Invited talk from Peter Frazier.
Title: Bayesian Optimization in Biochemistry
Abstract: Excitement is growing in the chemical sciences about Bayesian optimization and other methods for AI-based adaptive experimentation for accelerating the design of drugs, materials, and chemical formulations. Query-efficient methods like BayesOpt seem well-suited to these problems because measuring chemical and biological properties is often time-consuming and/or expensive, because they can incorporate scientific expertise into Bayesian prior distributions, and because the automation they provide allows getting the full benefits of robotics and high-throughput experimentation.

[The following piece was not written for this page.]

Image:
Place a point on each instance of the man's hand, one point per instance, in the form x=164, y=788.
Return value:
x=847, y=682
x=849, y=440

At the same time, barriers remain: designing a drug, material or consumer product is a multi-stage process involving many goals and evaluation methods, not a single optimization problem; poorly performing recommended molecules can destroy trust; training data often lacks negative examples; humans are hard to beat; experimentalists can have unrealistic expectations; and disciplinary differences in approach, expertise, and language can hinder collaboration.

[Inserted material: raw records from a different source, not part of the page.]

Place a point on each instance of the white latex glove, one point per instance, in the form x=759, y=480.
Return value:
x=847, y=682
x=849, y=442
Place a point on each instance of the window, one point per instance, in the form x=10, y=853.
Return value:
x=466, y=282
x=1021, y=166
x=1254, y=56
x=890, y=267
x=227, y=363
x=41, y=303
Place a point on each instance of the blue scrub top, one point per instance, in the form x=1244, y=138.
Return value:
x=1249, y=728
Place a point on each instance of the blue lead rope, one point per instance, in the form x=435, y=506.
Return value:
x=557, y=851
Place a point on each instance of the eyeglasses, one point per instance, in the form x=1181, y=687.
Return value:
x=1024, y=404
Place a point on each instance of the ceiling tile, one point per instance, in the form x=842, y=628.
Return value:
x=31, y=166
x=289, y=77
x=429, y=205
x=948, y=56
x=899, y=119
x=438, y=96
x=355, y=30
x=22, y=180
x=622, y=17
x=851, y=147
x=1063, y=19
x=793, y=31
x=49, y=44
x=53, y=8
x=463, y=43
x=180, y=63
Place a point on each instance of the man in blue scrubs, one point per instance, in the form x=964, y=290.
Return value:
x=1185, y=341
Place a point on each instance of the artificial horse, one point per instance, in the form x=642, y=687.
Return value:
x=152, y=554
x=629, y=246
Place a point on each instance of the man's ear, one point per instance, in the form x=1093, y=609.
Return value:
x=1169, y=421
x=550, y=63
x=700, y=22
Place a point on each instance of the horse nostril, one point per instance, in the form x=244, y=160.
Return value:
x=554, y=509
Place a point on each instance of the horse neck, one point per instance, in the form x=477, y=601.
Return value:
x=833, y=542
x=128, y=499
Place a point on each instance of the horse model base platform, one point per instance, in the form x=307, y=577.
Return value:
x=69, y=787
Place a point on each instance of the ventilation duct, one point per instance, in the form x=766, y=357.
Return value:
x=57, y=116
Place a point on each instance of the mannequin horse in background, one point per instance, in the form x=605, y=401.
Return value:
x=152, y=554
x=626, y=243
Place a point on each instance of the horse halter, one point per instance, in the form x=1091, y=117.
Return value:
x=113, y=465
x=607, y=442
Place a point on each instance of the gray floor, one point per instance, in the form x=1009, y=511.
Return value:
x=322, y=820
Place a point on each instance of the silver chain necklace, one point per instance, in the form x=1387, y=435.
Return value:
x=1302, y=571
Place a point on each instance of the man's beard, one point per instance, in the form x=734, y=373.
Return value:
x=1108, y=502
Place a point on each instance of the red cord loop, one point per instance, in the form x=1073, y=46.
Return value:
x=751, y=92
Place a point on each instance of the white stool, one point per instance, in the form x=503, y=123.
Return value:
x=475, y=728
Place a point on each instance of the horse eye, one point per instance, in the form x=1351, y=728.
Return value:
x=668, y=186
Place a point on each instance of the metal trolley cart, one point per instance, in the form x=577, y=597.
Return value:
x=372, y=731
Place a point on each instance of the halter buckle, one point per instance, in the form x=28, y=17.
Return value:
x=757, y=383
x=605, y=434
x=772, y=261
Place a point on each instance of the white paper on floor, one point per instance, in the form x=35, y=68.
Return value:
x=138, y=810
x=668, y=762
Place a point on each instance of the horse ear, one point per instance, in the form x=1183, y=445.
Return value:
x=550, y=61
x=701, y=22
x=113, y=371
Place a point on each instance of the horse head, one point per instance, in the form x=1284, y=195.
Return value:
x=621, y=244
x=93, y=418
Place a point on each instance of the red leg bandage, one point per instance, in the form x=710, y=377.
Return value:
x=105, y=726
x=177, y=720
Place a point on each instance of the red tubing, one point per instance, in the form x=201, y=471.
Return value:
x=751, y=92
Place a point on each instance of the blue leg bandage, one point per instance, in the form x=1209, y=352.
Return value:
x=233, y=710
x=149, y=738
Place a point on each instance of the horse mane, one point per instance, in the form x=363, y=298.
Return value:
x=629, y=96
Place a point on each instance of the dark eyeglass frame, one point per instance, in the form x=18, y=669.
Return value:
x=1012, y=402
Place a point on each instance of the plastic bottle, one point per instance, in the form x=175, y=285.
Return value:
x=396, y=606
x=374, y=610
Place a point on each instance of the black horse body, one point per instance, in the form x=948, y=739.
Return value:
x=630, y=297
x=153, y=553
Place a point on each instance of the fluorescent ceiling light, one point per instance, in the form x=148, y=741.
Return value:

The talk will focus on the speaker's experience from 3 biochemical design problems in which experimentalists performed wet lab experiments based on algorithmic recommendations from a BayesOpt or other AI algorithm. Drawing on these experiences, we suggest approaches for overcoming these challenges, including grey-box BayesOpt methods, methods for BayesOpt with preference learning, and human-focused approaches supporting effective collaboration with chemists.